The Rolling Stones está de vuelta con disco inédito

Este miércoles 6 de septiembre, The Rolling Stones anunciarán formalmente la salida de su nuevo álbum, Hackney Diamonds, junto al primer single del disco: “Don’t Get Angry With Me” (se puede escuchar un extracto en el sitio web creado especialmente para la ocasión). Se trata del primer álbum de temas originales de la legendaria banda inglesa desde el lanzamiento de A Bigger Bang (2005), y su primer trabajo discográfico tras la aparición del proyecto de covers de blues Blue & Lonesome (2016). También será el primer álbum sin Charlie Watts luego de su muerte en 2021. El baterista y miembro fundador había participado en casi todas las canciones que grabaron, desde su formación en 1962.
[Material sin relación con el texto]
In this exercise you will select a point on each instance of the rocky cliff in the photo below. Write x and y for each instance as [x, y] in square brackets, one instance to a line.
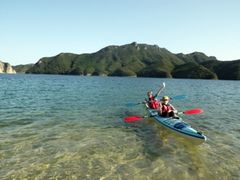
[6, 68]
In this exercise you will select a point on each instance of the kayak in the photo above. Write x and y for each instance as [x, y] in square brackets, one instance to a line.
[178, 126]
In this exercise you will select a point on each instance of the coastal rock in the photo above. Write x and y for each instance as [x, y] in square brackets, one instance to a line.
[6, 68]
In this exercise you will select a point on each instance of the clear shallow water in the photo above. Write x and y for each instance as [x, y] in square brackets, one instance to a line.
[70, 127]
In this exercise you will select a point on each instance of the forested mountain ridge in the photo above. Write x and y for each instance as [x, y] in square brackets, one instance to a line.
[140, 60]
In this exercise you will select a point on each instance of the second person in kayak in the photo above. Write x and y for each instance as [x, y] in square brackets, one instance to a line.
[152, 102]
[167, 110]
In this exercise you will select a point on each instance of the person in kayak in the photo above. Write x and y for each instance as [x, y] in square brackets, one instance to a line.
[167, 110]
[152, 102]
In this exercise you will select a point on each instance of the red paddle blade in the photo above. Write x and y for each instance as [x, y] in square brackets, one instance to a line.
[193, 111]
[132, 118]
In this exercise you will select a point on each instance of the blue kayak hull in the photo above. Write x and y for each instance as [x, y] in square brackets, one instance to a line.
[179, 127]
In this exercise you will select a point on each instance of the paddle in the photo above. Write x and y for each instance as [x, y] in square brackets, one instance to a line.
[130, 119]
[178, 97]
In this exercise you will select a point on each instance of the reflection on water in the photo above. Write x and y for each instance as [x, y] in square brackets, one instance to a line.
[70, 127]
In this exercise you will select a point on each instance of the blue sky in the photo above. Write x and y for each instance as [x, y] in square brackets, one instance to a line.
[32, 29]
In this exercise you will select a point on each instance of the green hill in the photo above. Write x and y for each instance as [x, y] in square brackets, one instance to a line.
[134, 59]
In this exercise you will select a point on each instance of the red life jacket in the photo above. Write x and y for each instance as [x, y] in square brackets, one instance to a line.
[153, 103]
[166, 108]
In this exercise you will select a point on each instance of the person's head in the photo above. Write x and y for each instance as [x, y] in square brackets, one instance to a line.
[165, 99]
[149, 94]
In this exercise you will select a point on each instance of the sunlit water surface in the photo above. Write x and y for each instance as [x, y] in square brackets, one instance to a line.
[71, 127]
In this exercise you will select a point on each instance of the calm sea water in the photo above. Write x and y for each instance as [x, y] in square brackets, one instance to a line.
[71, 127]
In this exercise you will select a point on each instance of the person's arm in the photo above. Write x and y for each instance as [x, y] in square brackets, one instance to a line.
[173, 108]
[160, 90]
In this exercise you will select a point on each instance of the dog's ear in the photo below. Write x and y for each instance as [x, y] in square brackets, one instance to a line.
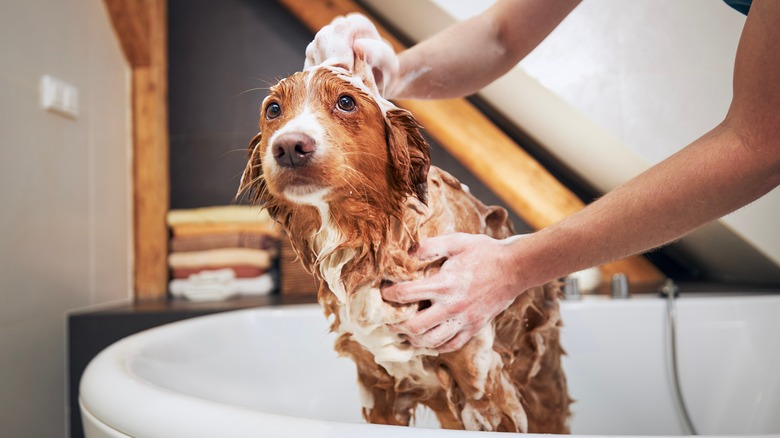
[252, 179]
[409, 153]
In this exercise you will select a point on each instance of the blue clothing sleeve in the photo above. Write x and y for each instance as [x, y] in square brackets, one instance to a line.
[742, 6]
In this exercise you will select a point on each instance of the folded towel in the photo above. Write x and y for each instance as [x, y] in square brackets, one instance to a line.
[208, 228]
[229, 213]
[220, 284]
[220, 257]
[235, 239]
[239, 271]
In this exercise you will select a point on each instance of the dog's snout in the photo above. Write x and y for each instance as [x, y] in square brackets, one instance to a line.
[293, 149]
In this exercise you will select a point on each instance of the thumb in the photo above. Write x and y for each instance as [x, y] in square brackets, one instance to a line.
[380, 57]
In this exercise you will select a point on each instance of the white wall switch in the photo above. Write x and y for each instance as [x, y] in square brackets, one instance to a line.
[59, 97]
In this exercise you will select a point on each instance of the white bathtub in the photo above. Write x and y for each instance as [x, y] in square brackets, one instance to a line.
[272, 372]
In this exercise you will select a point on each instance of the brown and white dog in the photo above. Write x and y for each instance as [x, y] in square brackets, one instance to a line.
[347, 175]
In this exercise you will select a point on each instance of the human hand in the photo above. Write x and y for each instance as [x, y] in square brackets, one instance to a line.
[474, 284]
[350, 37]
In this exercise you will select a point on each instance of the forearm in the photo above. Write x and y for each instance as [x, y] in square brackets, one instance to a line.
[713, 176]
[469, 55]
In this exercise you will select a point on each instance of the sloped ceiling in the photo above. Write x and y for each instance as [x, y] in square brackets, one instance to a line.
[604, 127]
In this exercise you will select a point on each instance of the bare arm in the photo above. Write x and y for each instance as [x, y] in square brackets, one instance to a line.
[735, 163]
[732, 165]
[468, 55]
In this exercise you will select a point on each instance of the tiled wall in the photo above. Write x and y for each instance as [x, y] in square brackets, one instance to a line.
[65, 196]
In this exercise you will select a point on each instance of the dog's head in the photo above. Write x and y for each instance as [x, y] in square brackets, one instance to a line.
[327, 138]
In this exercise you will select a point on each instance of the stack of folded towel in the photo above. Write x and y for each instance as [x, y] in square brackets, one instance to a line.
[218, 252]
El trigésimo primer álbum de la banda verá la luz este mes. Aunque no se confirmaron detalles, trascendió que parte de Hackney Diamonds fue producido por Andrew Watt (trabajó en el próximo disco de Pearl Jam, así como en los más recientes álbumes de Iggy Pop y Morrissey). Grabado en Electric Lady (Nueva York), Henson Recording Studios (Los Ángeles) y Sanctuary Studios (Bahamas), destacan las participaciones de Paul McCartney, Bill Wyman (ex bajista del grupo) e incluso Charlie Watts, cuyo lugar en el resto de la grabación fue ocupado por el baterista Steve Jordan. “Dreamy Skies”, “Sweet Sounds of Heaven”, “Live by the Sword” y “Bite My Head Off” son algunos de los títulos de las nuevas canciones de The Rolling Stones.

A fines de agosto, y siguiendo la tradición de los años dorados del rock, la banda anunció el lanzamiento de su nuevo disco publicando un enigmático anuncio en un periódico local inglés, Hackney Gazette, que hizo referencia a algunas canciones de la banda: “Our Friendly Team Promises You Satisfaction. When You Say Gimme Shelter We’ll Fix Your Shattered Windows” (“Nuestro amable equipo le promete satisfacción. Cuando digas dame refugio, arreglaremos tus ventanas rotas”). A esto le secundó varias publicaciones en redes sociales. Mientras que su característico logotipo en forma de lengua apareció superpuesto sobre monumentos mundiales de París, Berlín y Londres.